Autumn has been playing music around Sacramento for ten years this month, and has been Sacramento News and Review’s artist of the year three times. If you don’t know Autumn and her band, it’s probably best to go to one of their shows because the face of her entire musical style is changing, “I’ve played a billion singer-songwriter shows where I played a ukulele and people would be like ‘so cute, so cute’. At the end of the day as a girl, you don’t want people to take everything you are and squish it down to that, like that’s all you are. As if all you can do is write happy songs on a ukulele.” The rings on her fingers flash in the coffeehouse gloom as she gestures emphatically. “I definitely felt that was true back then. Now I’m making sure every facet of what my band and I can do is well represented and we make sure that we say upfront that this is our intent.” In February they’ll be coming out with an EP full of singles called Scout. She promises it will be super catchy, darker, and full of emotions and effects.
Her shows are also quite enthralling, both to the eye and the ear. She is known for designing sets for the venues she headlines and often reaches out to her fans for input. “What I am trying to do [with my fans] is try to get a personal relationship with them rather than treating them like mindless numbers I will someday use to buy my music and get rich off of.”
Previously a solo act, she now gushes when asked about her band, “I have been blessed with musicians who go way out of their way to go above and beyond what’s normally expected of a musician…every time we go to practice there’s something new. It’s been an amazing growth period for everyone.”

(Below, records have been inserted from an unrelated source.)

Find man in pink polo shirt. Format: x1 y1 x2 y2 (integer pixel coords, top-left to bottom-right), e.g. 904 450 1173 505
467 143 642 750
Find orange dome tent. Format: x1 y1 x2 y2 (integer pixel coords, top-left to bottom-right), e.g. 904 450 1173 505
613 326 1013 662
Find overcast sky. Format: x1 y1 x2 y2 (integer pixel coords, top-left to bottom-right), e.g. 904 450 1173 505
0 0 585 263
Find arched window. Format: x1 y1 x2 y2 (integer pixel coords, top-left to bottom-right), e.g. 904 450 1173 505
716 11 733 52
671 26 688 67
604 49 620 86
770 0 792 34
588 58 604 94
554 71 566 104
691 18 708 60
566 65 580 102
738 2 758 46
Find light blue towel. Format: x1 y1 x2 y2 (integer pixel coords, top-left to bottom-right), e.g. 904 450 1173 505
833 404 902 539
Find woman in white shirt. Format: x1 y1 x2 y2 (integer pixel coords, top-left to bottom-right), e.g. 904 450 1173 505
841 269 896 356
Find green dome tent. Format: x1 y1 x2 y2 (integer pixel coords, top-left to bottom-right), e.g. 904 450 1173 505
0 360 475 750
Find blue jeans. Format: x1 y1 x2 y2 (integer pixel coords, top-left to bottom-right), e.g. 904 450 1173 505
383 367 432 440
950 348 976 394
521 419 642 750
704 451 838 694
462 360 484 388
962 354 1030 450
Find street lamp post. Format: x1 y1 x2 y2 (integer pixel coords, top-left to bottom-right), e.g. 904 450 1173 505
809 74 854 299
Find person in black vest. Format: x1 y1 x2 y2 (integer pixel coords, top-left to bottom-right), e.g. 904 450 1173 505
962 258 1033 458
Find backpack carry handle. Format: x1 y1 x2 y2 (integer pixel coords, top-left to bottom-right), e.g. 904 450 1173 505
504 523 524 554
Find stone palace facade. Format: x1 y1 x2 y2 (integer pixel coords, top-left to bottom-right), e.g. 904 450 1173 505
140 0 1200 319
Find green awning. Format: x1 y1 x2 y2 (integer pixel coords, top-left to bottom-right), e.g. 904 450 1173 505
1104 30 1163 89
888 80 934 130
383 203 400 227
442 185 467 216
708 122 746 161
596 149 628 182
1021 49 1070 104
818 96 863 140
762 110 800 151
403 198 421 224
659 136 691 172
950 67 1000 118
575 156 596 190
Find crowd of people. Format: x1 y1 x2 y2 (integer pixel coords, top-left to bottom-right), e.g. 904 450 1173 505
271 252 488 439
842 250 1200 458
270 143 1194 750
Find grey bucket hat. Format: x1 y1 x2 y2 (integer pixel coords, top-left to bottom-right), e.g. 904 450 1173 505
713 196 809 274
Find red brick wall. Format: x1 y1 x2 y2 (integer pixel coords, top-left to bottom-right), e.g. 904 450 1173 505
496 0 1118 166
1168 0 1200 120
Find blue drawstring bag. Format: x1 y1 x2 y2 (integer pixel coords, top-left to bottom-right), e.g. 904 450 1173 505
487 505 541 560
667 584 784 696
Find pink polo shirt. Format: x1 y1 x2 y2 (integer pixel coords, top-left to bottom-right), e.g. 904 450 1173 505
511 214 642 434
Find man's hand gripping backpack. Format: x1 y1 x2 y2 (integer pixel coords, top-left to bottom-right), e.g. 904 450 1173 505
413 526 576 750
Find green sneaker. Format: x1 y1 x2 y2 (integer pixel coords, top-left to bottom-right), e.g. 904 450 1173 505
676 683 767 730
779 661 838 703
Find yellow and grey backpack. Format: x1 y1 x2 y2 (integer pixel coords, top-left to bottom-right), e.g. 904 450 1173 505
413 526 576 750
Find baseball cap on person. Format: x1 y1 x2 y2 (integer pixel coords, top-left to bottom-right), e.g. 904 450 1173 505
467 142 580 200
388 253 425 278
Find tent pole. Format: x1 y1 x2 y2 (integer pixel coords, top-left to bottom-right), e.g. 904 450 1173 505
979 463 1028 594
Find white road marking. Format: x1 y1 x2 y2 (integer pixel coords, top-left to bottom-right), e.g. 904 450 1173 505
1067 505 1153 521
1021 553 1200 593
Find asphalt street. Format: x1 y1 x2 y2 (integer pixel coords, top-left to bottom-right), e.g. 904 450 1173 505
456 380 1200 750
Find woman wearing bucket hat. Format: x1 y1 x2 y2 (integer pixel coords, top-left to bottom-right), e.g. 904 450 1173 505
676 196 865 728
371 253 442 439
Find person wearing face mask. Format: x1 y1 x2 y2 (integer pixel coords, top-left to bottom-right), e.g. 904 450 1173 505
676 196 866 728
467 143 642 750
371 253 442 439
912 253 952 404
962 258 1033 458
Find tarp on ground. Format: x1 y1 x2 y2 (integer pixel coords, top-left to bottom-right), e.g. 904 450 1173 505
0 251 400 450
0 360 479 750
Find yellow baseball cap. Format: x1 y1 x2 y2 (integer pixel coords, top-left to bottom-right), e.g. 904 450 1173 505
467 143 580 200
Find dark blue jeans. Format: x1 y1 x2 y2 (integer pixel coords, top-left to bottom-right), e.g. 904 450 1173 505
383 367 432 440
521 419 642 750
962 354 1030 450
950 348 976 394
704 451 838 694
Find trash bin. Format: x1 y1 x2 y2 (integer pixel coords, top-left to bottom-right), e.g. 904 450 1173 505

A true woman’s woman, Autumn is sick of the stereotypes that females are pressured into in the music industry. When people tell her they miss the ‘cute and innocent’ her, she isn’t flattered. “The cute, innocent me got taken advantage of a lot, because I was cute and innocent. And its really weird that you would want a grown women to be cute and innocent for the rest of her life, that’s something you might want to look into… I want to take an axe to [that image] and beat to a bajillion pieces because it’s so sexist.” She wants to open doors for girls and set an example that they can write songs that aren’t about romance and can appeal to a wide spectrum of people of both genders. She wants to challenge the assumption that because she’s a girl, she only sings for girls. It’s demeaning, she says, that she isn’t taken seriously despite her talent, because of her gender. Also she hates the idea that things are easier for her because she’s a girl and not because she works hard. “I feel like I am a very lone scout in… an industry I know nothing about and it’s very hard to be in that industry and not fall prey to doing a thousand sexy poses on my instrument. No one’s ever going to see my boobs… that’s not me at all.”
Autumn Sky and the band will be opening for Peter Murphy from Bauhaus the Uptown Theatre in Napa Valley “with a sound system from god” on October 12th. You can pick up an early version of the songs for Scout there.